Kristen Stewart in Seberg

The details of this horrific governmental assault – one that likely caused Seberg's crippling, decade-long depression and may have led to her 1979 death at age 40 – are most certainly fascinating. What isn't is nearly everything surrounding its presentation. For one thing, the character of Seberg's lover, civil-rights activist Hakim Jamal, has been given amazingly short shrift, with so little attention given to his cause that the man's gifted portrayer Anthony Mackie is forced to spend most of his screen time muttering concern over the welfare of a rich white lady. (The great Zazie Beetz, as Jamal's wife, is similarly ill-used.) But even more bothersome is the movie's focus on a fictional creation: Jack O'Connell's FBI agent Jack Solomon, whose journey from dutiful G-man to disillusioned Seberg ally is treated with a gravity equal to the arc of the film's protagonist. Did this work designed to shine light on Seberg's real-life tragedy really need to devote quite so much attention to the banal, predictable exploits of a made-up character? And while it's always a delight to see her, did Margaret Qualley – who, to be fair, gives the film's loveliest, most sustained performance – really need to be recruited for the thankless role of nagging spouse who whines that her husband's FBI duties are keeping him from showing up to dinner on time?

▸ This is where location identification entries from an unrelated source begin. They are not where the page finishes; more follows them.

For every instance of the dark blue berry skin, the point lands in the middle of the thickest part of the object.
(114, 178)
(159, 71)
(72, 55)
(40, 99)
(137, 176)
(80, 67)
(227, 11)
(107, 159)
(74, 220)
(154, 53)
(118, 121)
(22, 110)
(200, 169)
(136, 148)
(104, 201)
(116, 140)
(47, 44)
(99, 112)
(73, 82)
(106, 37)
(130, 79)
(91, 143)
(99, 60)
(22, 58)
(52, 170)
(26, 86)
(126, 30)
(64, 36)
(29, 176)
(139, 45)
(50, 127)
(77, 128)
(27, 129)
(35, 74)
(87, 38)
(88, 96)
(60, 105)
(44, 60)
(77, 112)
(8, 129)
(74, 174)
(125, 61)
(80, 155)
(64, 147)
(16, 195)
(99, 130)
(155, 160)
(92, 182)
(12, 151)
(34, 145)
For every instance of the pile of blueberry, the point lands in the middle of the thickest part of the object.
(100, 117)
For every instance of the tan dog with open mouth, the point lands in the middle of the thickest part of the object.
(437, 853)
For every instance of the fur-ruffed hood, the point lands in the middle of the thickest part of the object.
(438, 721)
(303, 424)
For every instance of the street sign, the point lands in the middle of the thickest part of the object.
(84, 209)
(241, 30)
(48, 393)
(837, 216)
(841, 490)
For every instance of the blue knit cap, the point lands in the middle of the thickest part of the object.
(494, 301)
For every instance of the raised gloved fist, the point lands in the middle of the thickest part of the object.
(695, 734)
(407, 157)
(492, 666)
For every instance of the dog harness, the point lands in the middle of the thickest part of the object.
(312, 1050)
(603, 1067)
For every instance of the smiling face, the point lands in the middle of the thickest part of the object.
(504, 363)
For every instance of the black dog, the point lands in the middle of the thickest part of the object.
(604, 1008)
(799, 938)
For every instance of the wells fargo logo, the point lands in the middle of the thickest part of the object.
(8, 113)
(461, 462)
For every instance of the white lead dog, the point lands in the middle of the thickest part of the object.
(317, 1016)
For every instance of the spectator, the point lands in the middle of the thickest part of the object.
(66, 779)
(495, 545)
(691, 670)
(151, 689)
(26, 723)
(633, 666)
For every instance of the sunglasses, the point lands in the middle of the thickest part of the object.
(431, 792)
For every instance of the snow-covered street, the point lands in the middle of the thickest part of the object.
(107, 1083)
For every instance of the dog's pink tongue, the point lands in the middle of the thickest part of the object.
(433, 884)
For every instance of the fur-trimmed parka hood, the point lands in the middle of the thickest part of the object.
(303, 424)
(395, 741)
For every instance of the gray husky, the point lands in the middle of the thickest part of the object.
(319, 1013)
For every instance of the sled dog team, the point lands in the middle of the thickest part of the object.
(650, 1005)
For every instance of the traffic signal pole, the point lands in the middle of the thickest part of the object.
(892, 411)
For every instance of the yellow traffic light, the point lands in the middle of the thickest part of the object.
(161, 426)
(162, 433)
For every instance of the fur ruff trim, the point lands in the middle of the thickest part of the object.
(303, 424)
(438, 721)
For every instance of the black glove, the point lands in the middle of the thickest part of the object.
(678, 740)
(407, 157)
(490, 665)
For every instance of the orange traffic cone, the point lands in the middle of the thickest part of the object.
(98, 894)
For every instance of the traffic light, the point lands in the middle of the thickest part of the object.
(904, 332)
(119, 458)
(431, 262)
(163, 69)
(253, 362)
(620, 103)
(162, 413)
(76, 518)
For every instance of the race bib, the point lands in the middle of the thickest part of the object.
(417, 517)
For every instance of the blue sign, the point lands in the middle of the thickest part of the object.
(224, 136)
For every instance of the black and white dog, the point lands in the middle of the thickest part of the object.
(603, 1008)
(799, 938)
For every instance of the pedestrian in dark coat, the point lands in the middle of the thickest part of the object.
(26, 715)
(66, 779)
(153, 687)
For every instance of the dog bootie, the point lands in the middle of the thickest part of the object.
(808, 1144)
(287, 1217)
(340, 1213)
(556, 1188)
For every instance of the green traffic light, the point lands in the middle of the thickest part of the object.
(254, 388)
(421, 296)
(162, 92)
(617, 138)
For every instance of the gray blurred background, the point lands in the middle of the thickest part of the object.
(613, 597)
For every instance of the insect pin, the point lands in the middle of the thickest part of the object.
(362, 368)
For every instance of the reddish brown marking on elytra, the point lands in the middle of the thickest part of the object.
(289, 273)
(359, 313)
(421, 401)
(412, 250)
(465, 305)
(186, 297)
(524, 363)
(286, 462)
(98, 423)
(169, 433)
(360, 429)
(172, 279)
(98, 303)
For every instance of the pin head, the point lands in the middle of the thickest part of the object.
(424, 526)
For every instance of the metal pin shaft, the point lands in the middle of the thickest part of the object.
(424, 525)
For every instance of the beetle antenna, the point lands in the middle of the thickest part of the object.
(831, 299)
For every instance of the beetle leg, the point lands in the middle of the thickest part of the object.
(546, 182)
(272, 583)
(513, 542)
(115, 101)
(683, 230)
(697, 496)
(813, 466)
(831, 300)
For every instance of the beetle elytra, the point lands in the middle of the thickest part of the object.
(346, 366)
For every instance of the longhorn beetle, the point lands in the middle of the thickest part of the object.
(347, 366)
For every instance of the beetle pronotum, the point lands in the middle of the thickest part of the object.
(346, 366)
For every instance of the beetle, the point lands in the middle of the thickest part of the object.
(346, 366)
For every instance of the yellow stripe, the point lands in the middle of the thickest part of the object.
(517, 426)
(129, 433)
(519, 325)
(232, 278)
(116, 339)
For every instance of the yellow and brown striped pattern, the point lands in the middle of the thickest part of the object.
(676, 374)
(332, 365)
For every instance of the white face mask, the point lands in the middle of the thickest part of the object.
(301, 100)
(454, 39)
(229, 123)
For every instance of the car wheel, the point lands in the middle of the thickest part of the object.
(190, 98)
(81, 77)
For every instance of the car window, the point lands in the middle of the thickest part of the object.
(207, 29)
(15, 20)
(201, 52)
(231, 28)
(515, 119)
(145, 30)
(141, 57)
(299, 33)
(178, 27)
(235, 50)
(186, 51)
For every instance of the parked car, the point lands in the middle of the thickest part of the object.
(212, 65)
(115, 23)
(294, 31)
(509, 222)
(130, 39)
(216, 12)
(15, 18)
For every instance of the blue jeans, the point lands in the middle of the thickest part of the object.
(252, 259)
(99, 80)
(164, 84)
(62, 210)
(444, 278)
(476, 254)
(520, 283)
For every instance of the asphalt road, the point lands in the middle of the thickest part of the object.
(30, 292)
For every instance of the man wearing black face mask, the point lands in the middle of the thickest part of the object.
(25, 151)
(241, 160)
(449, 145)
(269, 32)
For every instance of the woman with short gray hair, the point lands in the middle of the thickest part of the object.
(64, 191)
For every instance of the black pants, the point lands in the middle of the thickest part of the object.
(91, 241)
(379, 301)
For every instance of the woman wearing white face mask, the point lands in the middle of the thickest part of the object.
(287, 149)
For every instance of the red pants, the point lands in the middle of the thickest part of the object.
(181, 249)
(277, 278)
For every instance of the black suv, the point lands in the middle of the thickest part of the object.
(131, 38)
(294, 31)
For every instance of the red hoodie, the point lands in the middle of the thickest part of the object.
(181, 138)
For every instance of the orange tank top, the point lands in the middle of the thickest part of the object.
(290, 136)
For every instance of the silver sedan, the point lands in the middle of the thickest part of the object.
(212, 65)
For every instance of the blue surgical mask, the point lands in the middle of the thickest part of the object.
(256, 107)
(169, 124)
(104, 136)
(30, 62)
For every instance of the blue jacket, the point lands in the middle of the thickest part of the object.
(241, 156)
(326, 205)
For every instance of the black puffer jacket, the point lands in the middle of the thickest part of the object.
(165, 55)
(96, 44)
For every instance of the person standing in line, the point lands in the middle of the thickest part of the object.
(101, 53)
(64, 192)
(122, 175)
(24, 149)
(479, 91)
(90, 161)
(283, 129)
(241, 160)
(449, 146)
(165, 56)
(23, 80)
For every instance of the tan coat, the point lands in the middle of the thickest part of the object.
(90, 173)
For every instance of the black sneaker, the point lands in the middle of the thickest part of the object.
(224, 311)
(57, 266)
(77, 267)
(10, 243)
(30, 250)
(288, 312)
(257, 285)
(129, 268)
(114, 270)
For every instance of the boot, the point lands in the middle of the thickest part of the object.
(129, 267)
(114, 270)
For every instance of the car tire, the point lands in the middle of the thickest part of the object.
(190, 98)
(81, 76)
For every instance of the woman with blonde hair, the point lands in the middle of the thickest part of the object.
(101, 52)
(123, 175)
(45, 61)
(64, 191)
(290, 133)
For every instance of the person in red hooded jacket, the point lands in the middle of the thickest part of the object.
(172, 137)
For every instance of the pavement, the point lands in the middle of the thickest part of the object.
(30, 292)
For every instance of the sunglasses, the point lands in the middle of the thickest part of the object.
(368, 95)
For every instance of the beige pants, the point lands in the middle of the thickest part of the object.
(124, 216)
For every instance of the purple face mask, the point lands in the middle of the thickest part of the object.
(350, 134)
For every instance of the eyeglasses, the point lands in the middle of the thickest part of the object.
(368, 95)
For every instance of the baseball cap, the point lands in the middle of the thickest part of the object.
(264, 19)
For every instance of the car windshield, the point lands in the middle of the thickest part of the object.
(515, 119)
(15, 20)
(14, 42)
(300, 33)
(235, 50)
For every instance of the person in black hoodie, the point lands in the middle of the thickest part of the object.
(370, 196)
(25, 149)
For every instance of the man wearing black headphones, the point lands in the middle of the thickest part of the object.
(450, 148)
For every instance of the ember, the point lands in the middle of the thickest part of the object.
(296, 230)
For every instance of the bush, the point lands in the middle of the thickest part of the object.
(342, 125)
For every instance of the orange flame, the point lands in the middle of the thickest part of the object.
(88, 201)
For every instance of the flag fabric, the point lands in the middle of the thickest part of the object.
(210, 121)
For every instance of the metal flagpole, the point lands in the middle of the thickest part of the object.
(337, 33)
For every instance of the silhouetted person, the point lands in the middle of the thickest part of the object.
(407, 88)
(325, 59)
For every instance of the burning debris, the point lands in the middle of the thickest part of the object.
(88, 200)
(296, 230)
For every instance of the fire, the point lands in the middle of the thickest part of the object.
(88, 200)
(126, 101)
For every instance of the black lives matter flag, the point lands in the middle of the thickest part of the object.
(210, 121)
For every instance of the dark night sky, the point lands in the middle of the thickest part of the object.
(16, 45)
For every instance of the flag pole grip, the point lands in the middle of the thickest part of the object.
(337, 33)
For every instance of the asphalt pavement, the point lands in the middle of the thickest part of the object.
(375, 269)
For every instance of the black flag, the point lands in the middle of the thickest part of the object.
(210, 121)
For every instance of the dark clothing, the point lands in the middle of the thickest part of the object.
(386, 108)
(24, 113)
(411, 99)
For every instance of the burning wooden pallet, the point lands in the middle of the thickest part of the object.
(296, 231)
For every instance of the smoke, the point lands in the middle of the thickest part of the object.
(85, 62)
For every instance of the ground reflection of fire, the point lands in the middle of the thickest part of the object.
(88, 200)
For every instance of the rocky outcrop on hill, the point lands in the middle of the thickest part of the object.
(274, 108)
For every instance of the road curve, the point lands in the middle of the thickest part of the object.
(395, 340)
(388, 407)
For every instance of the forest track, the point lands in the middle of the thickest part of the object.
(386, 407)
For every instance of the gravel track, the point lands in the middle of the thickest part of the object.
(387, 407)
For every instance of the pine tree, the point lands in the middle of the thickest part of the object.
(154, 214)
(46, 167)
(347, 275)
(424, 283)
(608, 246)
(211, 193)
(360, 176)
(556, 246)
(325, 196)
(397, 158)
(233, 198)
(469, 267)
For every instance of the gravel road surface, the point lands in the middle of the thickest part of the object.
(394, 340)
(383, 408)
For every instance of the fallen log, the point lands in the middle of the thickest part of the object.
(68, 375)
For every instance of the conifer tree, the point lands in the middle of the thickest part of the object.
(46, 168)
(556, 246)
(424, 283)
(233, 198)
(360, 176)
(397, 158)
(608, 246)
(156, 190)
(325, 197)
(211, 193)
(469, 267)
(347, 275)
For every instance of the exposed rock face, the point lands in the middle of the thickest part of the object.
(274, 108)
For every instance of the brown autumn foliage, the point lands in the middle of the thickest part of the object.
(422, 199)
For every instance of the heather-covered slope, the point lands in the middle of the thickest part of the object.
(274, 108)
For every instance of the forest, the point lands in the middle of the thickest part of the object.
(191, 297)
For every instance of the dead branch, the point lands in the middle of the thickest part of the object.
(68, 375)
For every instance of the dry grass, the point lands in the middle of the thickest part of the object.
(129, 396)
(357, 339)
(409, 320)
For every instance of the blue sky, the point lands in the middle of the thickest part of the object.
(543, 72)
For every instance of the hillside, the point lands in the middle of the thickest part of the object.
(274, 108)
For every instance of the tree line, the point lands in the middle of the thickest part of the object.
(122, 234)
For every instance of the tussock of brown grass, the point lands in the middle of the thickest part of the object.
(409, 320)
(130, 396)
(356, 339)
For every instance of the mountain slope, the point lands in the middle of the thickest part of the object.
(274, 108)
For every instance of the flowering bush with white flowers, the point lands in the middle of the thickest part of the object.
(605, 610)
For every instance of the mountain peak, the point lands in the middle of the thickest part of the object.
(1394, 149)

It's entirely possible that Stewart was aware of Seberg's many failings, too, because whenever her material veers toward the lame, she visibly appears to stop caring about it. The star conveys next to nothing when trapped in clichéd encounters, spouting clichéd dialogue, with Mackie's Jamal and Yvan Attal as Seberg's husband Romain Gary, and while Stewart looks devastatingly beautiful in her short-skirted period outfits courtesy of costumer Michael Wilkinson, she spends too much of the movie as a statuesque blank – a paper doll whose expression doesn't change no matter what outfit is placed on her. Yet once Seberg begins to unravel, Stewart's eyes start to burn with desperation and panic, particularly when she's alone on-screen, and the criminal injustice perpetrated on Seberg incrementally reads as legitimately harrowing; Stewart convincingly portrays the inner disintegration of a woman doing her damnedest not to disintegrate in public. In the end, Seberg's leading lady delivers a brave, memorable, almost fearsome performance – but only after a first half that leaves you wondering whether she has the energy to give a performance at all.